Gun control groups, gun store owner square off in zoning debate

Gun control groups, gun store owner square off in zoning debate
Dan Kelley

Lawyers for the owner of a Philadelphia gun range saida quirk in the city’s zoning code should allow them to sell guns— an argument that has drawn the ire of gun control groups that packed a zoning hearing Wednesday over the range’s plans.

“There’s a lot of emotion involved,” said Christopher Garber, a firearms instructor who came out in support of the gun store. “You have people who have seen children killed. But guns don’t kill people. Personal responsibility has to come into play.”
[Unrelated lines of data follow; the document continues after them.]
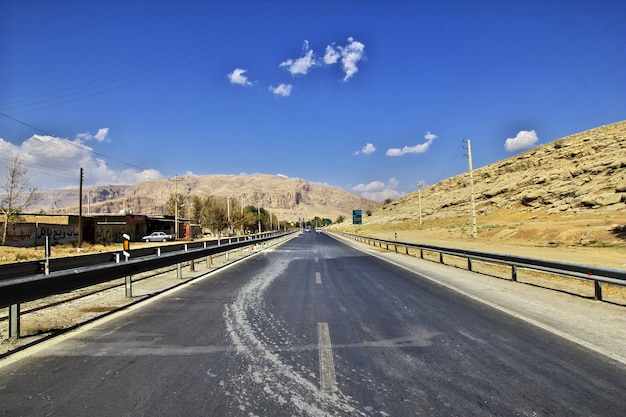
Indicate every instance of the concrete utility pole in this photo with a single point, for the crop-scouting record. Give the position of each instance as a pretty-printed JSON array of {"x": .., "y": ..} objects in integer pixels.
[
  {"x": 80, "y": 210},
  {"x": 469, "y": 157},
  {"x": 176, "y": 179},
  {"x": 420, "y": 185}
]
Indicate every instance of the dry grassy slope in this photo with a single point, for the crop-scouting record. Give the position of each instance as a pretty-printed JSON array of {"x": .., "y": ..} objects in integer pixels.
[
  {"x": 566, "y": 194},
  {"x": 288, "y": 198}
]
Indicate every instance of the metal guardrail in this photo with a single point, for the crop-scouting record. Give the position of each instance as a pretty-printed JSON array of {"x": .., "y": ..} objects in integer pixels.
[
  {"x": 21, "y": 269},
  {"x": 80, "y": 274},
  {"x": 596, "y": 274}
]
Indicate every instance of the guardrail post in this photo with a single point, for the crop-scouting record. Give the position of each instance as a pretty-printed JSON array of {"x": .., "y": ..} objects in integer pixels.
[
  {"x": 14, "y": 321},
  {"x": 129, "y": 286},
  {"x": 597, "y": 285}
]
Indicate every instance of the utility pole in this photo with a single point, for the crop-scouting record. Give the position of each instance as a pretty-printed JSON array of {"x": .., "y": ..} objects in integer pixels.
[
  {"x": 420, "y": 184},
  {"x": 228, "y": 210},
  {"x": 469, "y": 157},
  {"x": 80, "y": 210},
  {"x": 176, "y": 179}
]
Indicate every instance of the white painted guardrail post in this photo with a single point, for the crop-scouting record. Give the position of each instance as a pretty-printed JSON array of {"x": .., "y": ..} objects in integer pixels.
[
  {"x": 597, "y": 287},
  {"x": 14, "y": 321}
]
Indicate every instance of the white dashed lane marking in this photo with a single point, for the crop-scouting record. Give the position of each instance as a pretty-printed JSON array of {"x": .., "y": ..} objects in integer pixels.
[{"x": 328, "y": 382}]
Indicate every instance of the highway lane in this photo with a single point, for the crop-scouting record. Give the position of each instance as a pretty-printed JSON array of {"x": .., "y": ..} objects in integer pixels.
[{"x": 313, "y": 327}]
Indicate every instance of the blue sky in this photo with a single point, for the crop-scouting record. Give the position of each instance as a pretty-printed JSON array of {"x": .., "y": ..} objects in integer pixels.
[{"x": 374, "y": 97}]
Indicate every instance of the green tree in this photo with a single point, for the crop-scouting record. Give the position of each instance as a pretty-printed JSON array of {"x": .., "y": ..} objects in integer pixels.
[{"x": 16, "y": 193}]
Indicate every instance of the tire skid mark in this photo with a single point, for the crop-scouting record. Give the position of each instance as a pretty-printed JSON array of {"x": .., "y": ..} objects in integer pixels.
[{"x": 273, "y": 377}]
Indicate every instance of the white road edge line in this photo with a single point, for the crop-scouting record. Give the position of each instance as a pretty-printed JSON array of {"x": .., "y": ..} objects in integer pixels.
[{"x": 328, "y": 382}]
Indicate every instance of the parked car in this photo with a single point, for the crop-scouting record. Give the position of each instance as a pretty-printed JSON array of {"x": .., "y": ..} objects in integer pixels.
[{"x": 157, "y": 237}]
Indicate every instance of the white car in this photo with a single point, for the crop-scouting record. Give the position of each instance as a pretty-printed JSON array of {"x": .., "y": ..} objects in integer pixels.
[{"x": 157, "y": 237}]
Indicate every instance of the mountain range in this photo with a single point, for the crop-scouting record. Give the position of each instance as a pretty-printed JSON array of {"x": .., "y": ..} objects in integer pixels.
[{"x": 290, "y": 199}]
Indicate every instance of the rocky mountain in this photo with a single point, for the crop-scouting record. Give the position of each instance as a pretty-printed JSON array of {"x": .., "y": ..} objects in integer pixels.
[
  {"x": 585, "y": 172},
  {"x": 288, "y": 198}
]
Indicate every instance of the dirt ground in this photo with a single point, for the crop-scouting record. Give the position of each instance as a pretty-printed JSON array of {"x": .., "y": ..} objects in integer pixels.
[{"x": 587, "y": 239}]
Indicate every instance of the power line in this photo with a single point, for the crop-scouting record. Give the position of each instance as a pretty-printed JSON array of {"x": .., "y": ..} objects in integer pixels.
[{"x": 177, "y": 59}]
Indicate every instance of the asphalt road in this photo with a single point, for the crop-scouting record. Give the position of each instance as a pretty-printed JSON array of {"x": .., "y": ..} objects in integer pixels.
[{"x": 314, "y": 328}]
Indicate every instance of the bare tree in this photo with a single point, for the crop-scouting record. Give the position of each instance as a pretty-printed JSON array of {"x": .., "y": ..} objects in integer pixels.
[{"x": 15, "y": 194}]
The seemingly obscure debate comes at a time when gun rights groups and cities across the state are locked in a battle over the degree to which municipalities can regulate guns, and gun control groups see a potential impact across the state.

“This is an attempt to undo zoning laws,” said Shira Goodman, of CeaseFire PA.

In July, a state court overturned a law that would have forced cities and towns to pay the legal fees of gun rights advocates who sued to overturn gun laws such as those that require firearms owners to report lost or stolen weapons. That decision is under appeal.

The Gun Range, a gun range near 11th and Spring Garden streets, applied through the city’s Department of Licenses and Inspections to begin selling firearms. That application was denied, setting the stage for Wednesday’s hearing.

Lawyers for the business argued that the city’s zoning code doesn’t actually contain a definition of a firing range. But the code defines a gun shop as any place that sells or lends firearms, or sells ammunition.

The Gun Range sells ammo, and they rent guns to people who want to shoot. Therefore, lawyers argue, they are already a gun store, and the city was wrong deny their application for a gun store.

Owner Yuri Zalzmanhas owned the range for three years, and he says it was always his plan to begin selling guns. But the history of the business has raised the hackles of gun control groups.

For years, the gun control group Heeding God’s Call had protested outside of Colosimo’s, a gun store on the 900 block of Spring Garden Street that the Brady Campaign called one of the worst gun dealers in the country. In 2009, the U.S. Attorneys Office alleged in court documents that the store knowingly sold guns to people who would turn around and sell them on the street.

The store shut down, but Zalzman rents the firing range from the store’s former owners.

Gun control groups are working hard to prevent the range to being selling guns. They argue that the a gun store can’t operate in that location because there is aBuddhist Temple and Baptist churchnearby.

They say gun stores are only permitted in certain industrial areas, and that new construction has made that neighborhood increasingly residential.